# Electronic – Discharge and charge rates of a capacitor – Comparing Energy Movements

capacitorchargecurrent

This is a really simple question. But I'm seeing some confusing behavior in an experiment I'm trying to make sense of. So I'm trying to see if my understanding of theory is wrong.

Wikipedia says: The coulomb (unit symbol: C) is the SI derived unit of electric charge (symbol: Q or q). It is defined as the charge transported by a steady current of one ampere in one second:

Ok so 1 amp for one second transports one coulomb, right?

So in other words, if I discharge a capacitor for one second at 1 amp and charge a second capacitor for one second at 2 amps from another power source, the final state outcome is that I put twice as much charge on the second capacitor as I discharged from the first capacitor, right?

If that is correct, then let me also ask something else: The voltage is irrelevant to the measured energy expenditure right? It doesn't matter if the first capacitor starts at 100 volts and discharges to 0 volts while the second capacitor starts at 0 and charges to 10 volts. All that matters for computing the energy movement is the actual charge/amps. Right?

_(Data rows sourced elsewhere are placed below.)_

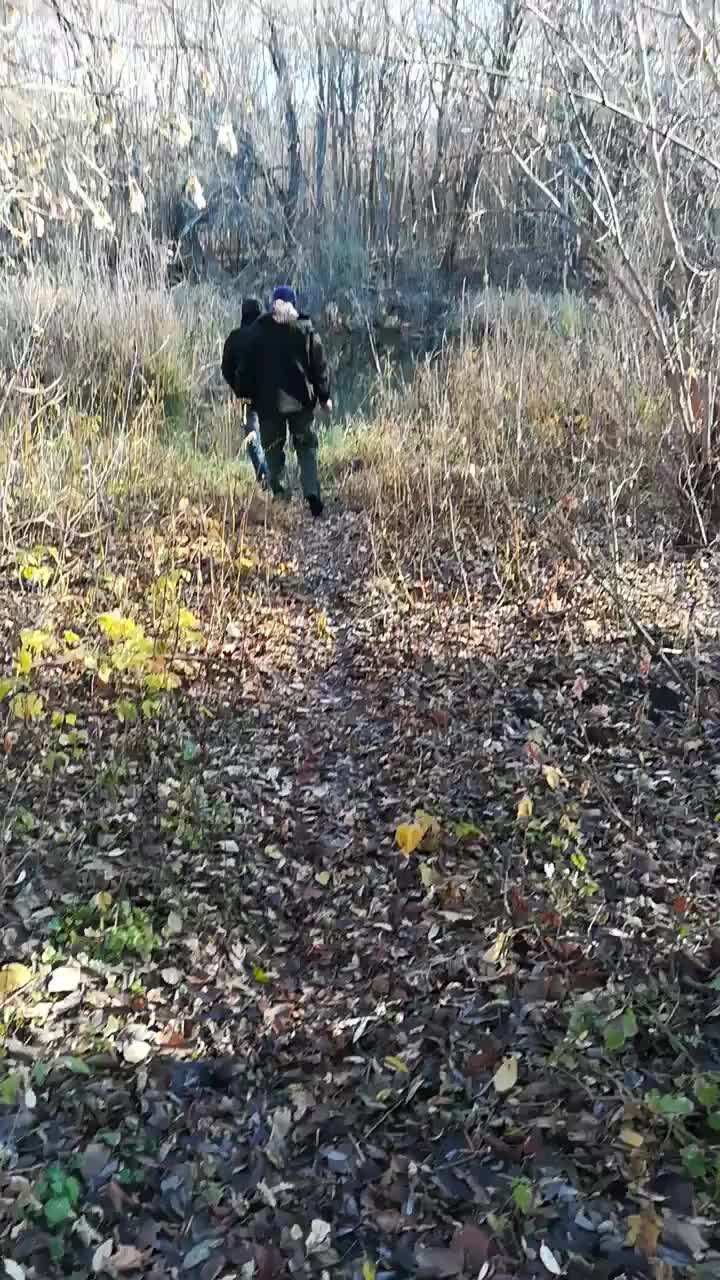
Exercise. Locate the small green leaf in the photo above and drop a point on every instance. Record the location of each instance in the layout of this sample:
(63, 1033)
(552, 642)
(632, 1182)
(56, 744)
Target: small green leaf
(706, 1091)
(466, 831)
(73, 1189)
(9, 1087)
(629, 1023)
(523, 1196)
(76, 1065)
(696, 1162)
(58, 1210)
(614, 1037)
(669, 1105)
(397, 1064)
(40, 1074)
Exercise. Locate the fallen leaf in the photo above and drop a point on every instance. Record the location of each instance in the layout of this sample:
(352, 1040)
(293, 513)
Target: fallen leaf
(548, 1261)
(409, 836)
(127, 1258)
(136, 1051)
(632, 1138)
(13, 977)
(199, 1253)
(74, 1064)
(396, 1064)
(64, 979)
(686, 1234)
(276, 1146)
(579, 688)
(493, 954)
(9, 1089)
(318, 1237)
(552, 776)
(428, 876)
(437, 1262)
(506, 1075)
(101, 1256)
(643, 1232)
(524, 808)
(519, 909)
(474, 1243)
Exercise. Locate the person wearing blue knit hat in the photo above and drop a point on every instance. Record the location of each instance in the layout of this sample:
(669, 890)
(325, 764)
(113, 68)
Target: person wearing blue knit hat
(290, 375)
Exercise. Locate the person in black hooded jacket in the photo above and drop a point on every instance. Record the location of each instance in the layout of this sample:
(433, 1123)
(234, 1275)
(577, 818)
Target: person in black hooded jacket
(237, 376)
(290, 378)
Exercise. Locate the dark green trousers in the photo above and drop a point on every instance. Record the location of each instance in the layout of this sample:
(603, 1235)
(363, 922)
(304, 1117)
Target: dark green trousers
(273, 435)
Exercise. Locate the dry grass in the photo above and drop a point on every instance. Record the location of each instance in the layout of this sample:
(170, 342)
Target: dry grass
(113, 408)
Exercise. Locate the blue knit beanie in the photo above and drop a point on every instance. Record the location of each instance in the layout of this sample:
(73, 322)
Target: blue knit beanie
(285, 293)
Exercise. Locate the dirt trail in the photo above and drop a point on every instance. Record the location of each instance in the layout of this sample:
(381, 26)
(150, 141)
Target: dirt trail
(331, 1056)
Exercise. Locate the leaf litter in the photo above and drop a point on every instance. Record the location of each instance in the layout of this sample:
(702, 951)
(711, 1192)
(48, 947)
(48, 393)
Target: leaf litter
(333, 1040)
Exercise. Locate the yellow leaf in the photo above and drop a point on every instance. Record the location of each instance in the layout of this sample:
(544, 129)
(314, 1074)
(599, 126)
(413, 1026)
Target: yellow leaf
(428, 876)
(23, 662)
(632, 1138)
(429, 824)
(524, 808)
(13, 977)
(643, 1232)
(397, 1064)
(409, 836)
(506, 1075)
(552, 776)
(493, 954)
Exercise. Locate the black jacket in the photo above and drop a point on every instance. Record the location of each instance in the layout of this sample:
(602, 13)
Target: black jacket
(286, 362)
(235, 364)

Also, is there any kind of known condition where this doesn't hold true or something that easily trips people up?

If that is correct, then let me also ask something else: The voltage is irrelevant to the measured energy expenditure right? It doesn't matter if the first capacitor starts at 100 volts and discharges to 0 volts while the second capacitor starts at 0 and charges to 10 volts. All that matters for computing the energy movement is the actual charge/amps. Right?

This part is not right. The voltage is very relevant to the energy.

The energy stored in a capacitor is:

$$E = \frac{1}{2}CV^2$$

The voltage on a capacitor is determined by the charge and the capacitance:

$$V = \frac{Q}{C}$$

If you have a smaller capacitor, a given amount of charge will create a higher voltage, and it will take significantly more energy to put it there.